Trietsch celebrates 40 years of ministry in 2023. In that time, we have reached thousands of people with the gospel of Jesus Christ, and we envision reaching thousands more. Our clear vision calls us to envision a community where people matter, brokenness is healed and love is lived. This vision is our desired outcome of our mission to lead people into a growing relationship with Jesus Christ. One tool that we use to achieve our mission and vision are our facilities. Our facility needs to be well taken care of and prepared for the next generation. The reconfiguration and regeneration of our facilities is a step on The Pathway to our Clear Vision.
In 40 years we have built quite a complex to achieve ministry. Some parts of our facility are 40 years old. The newest portion is now 11 years old. We have serious and expensive deferred maintenance that must be addressed and an underutilized facility. We must give attention to the regeneration and reconfiguration of our complex to better prepare for the next generation of ministry.

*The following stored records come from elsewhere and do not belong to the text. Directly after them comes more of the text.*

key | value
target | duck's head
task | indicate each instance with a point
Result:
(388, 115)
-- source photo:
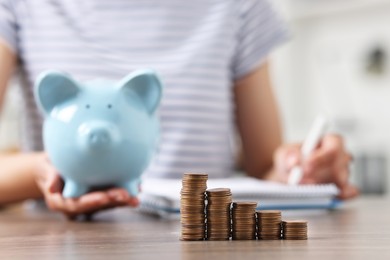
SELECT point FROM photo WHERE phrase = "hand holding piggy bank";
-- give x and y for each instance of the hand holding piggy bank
(99, 133)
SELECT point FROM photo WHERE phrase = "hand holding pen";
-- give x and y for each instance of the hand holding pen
(322, 158)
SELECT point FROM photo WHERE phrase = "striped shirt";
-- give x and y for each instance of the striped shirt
(198, 47)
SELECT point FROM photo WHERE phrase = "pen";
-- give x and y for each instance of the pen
(312, 140)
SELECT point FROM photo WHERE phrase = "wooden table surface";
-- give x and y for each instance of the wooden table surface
(358, 230)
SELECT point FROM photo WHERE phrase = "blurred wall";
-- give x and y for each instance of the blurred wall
(337, 63)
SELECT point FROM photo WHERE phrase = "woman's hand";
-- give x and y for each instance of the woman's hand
(329, 163)
(51, 185)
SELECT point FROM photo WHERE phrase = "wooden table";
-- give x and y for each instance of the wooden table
(359, 230)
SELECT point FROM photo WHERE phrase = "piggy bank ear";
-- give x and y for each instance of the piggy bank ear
(146, 85)
(53, 88)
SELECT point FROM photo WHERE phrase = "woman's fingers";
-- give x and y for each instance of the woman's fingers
(90, 202)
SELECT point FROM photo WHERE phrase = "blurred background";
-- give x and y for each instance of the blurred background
(336, 63)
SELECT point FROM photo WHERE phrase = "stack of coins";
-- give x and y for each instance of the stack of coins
(218, 214)
(244, 220)
(192, 206)
(269, 224)
(294, 229)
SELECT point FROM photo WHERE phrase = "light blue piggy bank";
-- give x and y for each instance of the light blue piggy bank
(99, 133)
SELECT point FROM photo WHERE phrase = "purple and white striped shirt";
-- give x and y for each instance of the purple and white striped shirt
(198, 47)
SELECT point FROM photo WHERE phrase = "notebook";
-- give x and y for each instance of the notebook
(162, 196)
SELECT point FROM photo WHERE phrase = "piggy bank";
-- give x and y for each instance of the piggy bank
(99, 133)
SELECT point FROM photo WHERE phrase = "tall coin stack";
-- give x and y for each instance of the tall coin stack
(218, 214)
(244, 220)
(294, 229)
(192, 206)
(269, 224)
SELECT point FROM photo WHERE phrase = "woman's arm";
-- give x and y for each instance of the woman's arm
(16, 178)
(258, 121)
(265, 157)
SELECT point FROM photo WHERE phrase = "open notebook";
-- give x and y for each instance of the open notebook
(162, 196)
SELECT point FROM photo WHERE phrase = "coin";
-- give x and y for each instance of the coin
(294, 229)
(218, 213)
(192, 206)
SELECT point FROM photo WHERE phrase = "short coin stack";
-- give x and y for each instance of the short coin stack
(244, 220)
(294, 229)
(192, 206)
(218, 214)
(269, 224)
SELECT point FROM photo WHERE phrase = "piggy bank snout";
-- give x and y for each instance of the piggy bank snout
(98, 135)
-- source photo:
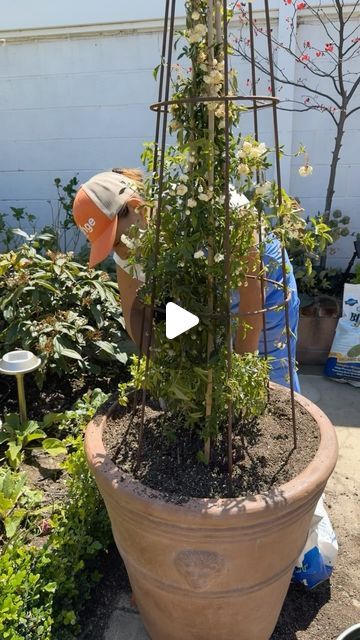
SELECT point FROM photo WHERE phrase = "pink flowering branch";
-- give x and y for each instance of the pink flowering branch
(340, 47)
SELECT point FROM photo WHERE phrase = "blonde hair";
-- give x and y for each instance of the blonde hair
(136, 175)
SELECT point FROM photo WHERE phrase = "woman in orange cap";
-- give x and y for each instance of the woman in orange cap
(111, 202)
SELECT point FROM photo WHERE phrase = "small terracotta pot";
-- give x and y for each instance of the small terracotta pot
(211, 569)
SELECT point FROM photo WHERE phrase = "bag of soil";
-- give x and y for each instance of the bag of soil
(317, 560)
(343, 363)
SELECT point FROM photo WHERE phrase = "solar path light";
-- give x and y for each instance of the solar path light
(18, 363)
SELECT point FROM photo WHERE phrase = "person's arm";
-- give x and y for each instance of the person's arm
(247, 340)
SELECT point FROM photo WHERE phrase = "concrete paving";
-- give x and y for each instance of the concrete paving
(341, 403)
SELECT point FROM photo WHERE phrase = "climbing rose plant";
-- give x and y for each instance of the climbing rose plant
(190, 374)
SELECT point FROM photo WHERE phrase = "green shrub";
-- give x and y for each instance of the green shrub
(66, 314)
(43, 589)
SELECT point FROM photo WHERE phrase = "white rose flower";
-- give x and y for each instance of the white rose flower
(243, 169)
(220, 111)
(263, 189)
(197, 34)
(127, 241)
(181, 190)
(257, 151)
(306, 170)
(247, 147)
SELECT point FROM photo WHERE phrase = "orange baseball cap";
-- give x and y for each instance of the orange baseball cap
(96, 207)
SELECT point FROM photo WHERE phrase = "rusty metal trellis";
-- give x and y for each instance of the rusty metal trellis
(161, 107)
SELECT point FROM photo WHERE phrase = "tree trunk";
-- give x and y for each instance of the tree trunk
(340, 130)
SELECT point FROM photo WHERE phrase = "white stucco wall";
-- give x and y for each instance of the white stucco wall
(75, 86)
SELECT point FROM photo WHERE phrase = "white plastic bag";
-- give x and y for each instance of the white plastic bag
(343, 363)
(317, 560)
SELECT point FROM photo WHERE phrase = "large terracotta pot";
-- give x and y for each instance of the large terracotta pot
(211, 569)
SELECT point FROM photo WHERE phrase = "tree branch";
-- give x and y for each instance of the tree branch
(352, 111)
(284, 79)
(353, 11)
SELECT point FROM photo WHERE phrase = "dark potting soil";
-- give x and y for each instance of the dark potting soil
(263, 451)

The first 20 years of Trietsch saw meteoric growth and debt demanded by needed space for ministry. Over the last 20 years, we have built only one component of our facility (FLC) and incurred too much debt in doing so. For years we’ve needed to give attention to debt reduction rather than keeping the overall condition of our entire facility healthy. Good news: we have paid down $5 million in debt over these last few years. Bad news: we have an aging, deteriorating, and outdated facility that needs regeneration and reconfiguration for the next generation.
Your church leadership is committed to (see info at www.tmumc.org/allchurch):
- Completing all deferred maintenance issues ($5.5 million estimated)

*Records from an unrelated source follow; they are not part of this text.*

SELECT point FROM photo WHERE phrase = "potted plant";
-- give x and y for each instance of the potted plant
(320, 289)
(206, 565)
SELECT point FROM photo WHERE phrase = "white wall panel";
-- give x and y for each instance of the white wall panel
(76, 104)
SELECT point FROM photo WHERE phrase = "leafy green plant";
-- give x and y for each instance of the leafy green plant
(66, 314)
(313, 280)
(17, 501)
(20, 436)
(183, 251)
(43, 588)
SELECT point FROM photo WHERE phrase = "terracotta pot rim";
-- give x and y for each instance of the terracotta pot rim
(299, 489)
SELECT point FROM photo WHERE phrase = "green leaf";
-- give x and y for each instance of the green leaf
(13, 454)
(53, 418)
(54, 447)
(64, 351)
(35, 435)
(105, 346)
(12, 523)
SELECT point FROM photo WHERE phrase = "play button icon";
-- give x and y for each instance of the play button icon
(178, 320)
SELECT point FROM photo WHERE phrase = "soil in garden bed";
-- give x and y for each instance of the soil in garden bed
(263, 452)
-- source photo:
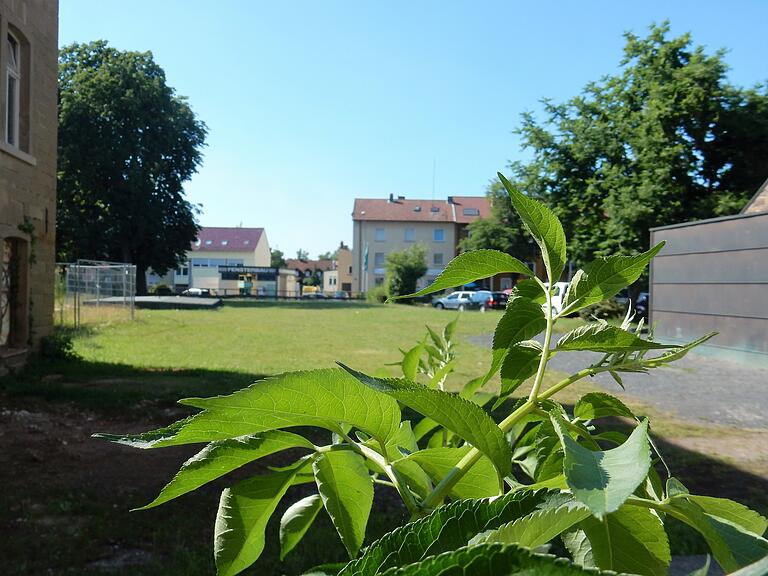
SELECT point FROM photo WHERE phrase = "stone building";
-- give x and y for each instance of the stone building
(28, 121)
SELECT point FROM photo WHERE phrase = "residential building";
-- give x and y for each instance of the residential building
(339, 277)
(28, 123)
(394, 224)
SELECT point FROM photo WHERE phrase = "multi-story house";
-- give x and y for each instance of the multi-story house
(396, 223)
(28, 123)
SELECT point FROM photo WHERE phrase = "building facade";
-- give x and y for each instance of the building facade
(711, 277)
(397, 223)
(28, 123)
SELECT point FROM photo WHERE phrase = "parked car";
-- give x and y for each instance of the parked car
(196, 292)
(641, 306)
(558, 295)
(460, 300)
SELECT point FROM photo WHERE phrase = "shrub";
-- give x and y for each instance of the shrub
(377, 294)
(484, 496)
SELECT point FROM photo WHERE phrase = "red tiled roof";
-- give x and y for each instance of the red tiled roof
(295, 264)
(462, 209)
(219, 239)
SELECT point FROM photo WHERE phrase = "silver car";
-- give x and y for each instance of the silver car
(455, 301)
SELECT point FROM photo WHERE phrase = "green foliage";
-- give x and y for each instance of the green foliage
(659, 142)
(404, 269)
(483, 494)
(127, 144)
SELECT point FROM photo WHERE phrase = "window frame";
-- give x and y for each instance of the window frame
(13, 97)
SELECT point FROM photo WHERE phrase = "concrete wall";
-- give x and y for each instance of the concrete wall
(28, 172)
(364, 232)
(713, 276)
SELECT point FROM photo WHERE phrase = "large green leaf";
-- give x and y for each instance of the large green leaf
(313, 398)
(732, 545)
(603, 337)
(491, 560)
(223, 456)
(480, 481)
(471, 266)
(243, 514)
(539, 527)
(595, 405)
(521, 362)
(544, 226)
(347, 492)
(678, 353)
(604, 277)
(630, 540)
(456, 414)
(522, 320)
(296, 521)
(447, 528)
(603, 480)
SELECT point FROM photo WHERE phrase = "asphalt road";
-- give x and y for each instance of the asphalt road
(696, 388)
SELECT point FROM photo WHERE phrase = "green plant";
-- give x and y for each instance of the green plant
(377, 294)
(538, 476)
(605, 310)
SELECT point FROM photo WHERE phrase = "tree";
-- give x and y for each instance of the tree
(503, 230)
(404, 269)
(127, 143)
(277, 258)
(666, 140)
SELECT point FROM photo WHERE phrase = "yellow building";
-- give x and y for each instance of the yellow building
(28, 123)
(394, 224)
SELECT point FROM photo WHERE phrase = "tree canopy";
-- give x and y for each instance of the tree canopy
(127, 143)
(665, 140)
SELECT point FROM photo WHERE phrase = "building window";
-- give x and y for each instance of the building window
(13, 90)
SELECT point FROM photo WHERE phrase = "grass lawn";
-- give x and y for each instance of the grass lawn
(66, 497)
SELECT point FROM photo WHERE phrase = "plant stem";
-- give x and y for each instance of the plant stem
(544, 349)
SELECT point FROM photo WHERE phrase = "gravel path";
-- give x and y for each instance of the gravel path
(696, 388)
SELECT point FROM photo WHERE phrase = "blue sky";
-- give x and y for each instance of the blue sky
(311, 104)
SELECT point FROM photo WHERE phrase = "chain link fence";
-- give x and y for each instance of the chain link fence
(89, 292)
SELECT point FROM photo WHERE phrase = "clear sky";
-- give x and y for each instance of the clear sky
(310, 104)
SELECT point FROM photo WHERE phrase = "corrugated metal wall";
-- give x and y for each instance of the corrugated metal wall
(713, 276)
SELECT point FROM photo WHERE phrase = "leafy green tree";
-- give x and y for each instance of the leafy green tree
(127, 144)
(404, 269)
(503, 230)
(277, 258)
(666, 140)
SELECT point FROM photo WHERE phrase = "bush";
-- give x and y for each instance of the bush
(603, 310)
(377, 294)
(58, 346)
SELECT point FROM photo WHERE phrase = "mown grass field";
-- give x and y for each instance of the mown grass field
(64, 507)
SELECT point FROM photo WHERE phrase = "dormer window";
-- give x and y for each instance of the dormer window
(13, 93)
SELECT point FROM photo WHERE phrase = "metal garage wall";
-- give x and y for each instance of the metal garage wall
(713, 276)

- Reconfiguring the current main building to allow for dedicated ministry space for youth, children, adult, fitness, worship, gathering/welcome, and administration ($6 million estimated).
- No additional or new debt to achieve this goal.

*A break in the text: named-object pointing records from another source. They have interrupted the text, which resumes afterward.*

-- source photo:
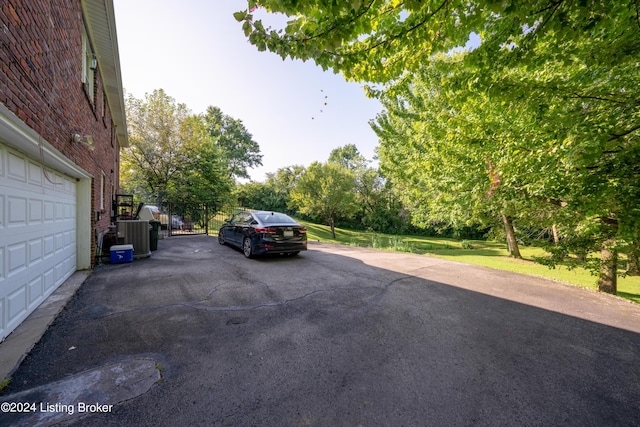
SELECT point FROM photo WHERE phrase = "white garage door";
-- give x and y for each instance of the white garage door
(37, 235)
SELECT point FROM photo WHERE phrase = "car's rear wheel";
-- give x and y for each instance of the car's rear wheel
(246, 247)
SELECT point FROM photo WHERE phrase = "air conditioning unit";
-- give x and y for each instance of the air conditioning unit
(135, 233)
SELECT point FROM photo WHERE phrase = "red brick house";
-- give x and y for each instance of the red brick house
(62, 123)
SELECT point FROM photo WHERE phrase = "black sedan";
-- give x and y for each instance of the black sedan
(264, 232)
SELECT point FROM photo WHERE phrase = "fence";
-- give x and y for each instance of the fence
(186, 220)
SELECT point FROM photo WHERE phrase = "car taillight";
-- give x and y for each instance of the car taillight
(267, 230)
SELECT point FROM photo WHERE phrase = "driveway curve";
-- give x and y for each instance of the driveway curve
(344, 336)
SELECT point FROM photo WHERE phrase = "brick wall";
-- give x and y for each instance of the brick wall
(41, 82)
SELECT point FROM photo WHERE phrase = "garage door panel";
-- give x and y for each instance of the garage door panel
(37, 235)
(17, 305)
(36, 293)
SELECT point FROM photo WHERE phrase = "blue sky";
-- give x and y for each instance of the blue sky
(197, 53)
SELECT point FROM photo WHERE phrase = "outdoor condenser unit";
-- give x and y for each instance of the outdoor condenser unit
(135, 233)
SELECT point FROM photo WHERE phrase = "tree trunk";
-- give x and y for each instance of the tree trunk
(633, 259)
(332, 223)
(608, 280)
(556, 237)
(512, 242)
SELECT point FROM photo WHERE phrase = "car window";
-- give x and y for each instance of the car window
(273, 218)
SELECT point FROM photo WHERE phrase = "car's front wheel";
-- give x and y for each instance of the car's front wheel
(246, 247)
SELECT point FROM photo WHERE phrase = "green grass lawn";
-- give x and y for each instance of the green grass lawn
(484, 253)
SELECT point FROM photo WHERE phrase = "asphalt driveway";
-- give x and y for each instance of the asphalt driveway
(199, 335)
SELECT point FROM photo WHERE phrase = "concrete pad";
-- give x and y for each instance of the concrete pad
(20, 342)
(90, 392)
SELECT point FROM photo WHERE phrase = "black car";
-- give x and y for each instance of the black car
(264, 232)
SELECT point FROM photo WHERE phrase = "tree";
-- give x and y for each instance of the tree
(237, 144)
(156, 137)
(325, 192)
(383, 40)
(570, 65)
(172, 156)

As you can see at www.tmumc.org/allchurch, our church leadership has done its due diligence to determine a Pathway to our Clear Vision. Over the last 15 months, your Trustees (property stewards) and Leadership Board have invested innumerable hours with outside consultants (Horizons, Building Solutions and BBA Architects) to determine a path forward. The consultants offered data, experience, industry standards, expertise, educated opinion and offered twelve different viable options for a pathway to our clear vision. The sale of the FLC was selected as the most feasible option to achieve our goal without incurring an additional debt.
The twelve options can be broken down into four primary categories.
Option 1: Do nothing and allow the building to deteriorate. This option was unanimously rejected by leadership.
Option 2: Work only on the $5.5 million deferred maintenance. This option required additional debt or a generosity campaign larger than our church has ever done. It would provide no facility updating. This option was unanimously rejected by leadership.
Option 3: Relocate our church. Relocations requires selling the facility and a generosity campaign to raise funds to purchase land and build a new facility. The architect presented three different sized campuses. The smallest of which would be less than 50% of our current campus size and cost $40 million to build. This is an unfeasible option.
Option 4: Sell some portion of our campus (main or FLC) and reconfigure. The consultants costed out both options. Selling the main campus to expand the FLC to be more church-like was almost as expensive as a relocation and would require removing the playing fields. Selling the FLC to reconfigure the main campus had multiple options for reconfiguration. This option is the most financially feasible and is the one that was selected.
The FLC property: FLC building, surrounding parking (everything south of the fence enclosed chiller units), lighted and irrigated fields, Veteran’s Memorial Plaza and the surrounding wrought iron fence. Portions of this may be negotiated out of the sale. A potential leaseback agreement may be secured for the use of FLC for a designated period.
The cost of deferred maintenance is $5.5 million. The projected cost of reconfiguration of the main campus is over $6 million. Neither can be reached by raising capital through a generosity campaign. Your leadership is committed to incurring no additional debt. If we don’t sell the FLC, we do not have enough capital for deferred maintenance or facility reconfiguration. The sale of the FLC would also save additional revenue moving forward through cost elimination.
The proposal will be to sell the FLC to provide for deferred maintenance and reconfigure the main building. The FLC is currently on the market, and we will conduct a generosity campaign to raise funds to cover the difference between the proceeds of sale and the cost of reconfiguration. The generosity campaign will also allow for any funds raised that are above the actual cost of construction to go toward debt reduction for our current mortgage. No new or additional debt will be incurred for this proposal. Once the FLC sells we will have an immediate cash infusion (approx. $9 million) to begin work toward reconfiguration and deferred maintenance. We will use proceeds from the generosity campaign to bridge the gap of total construction costs.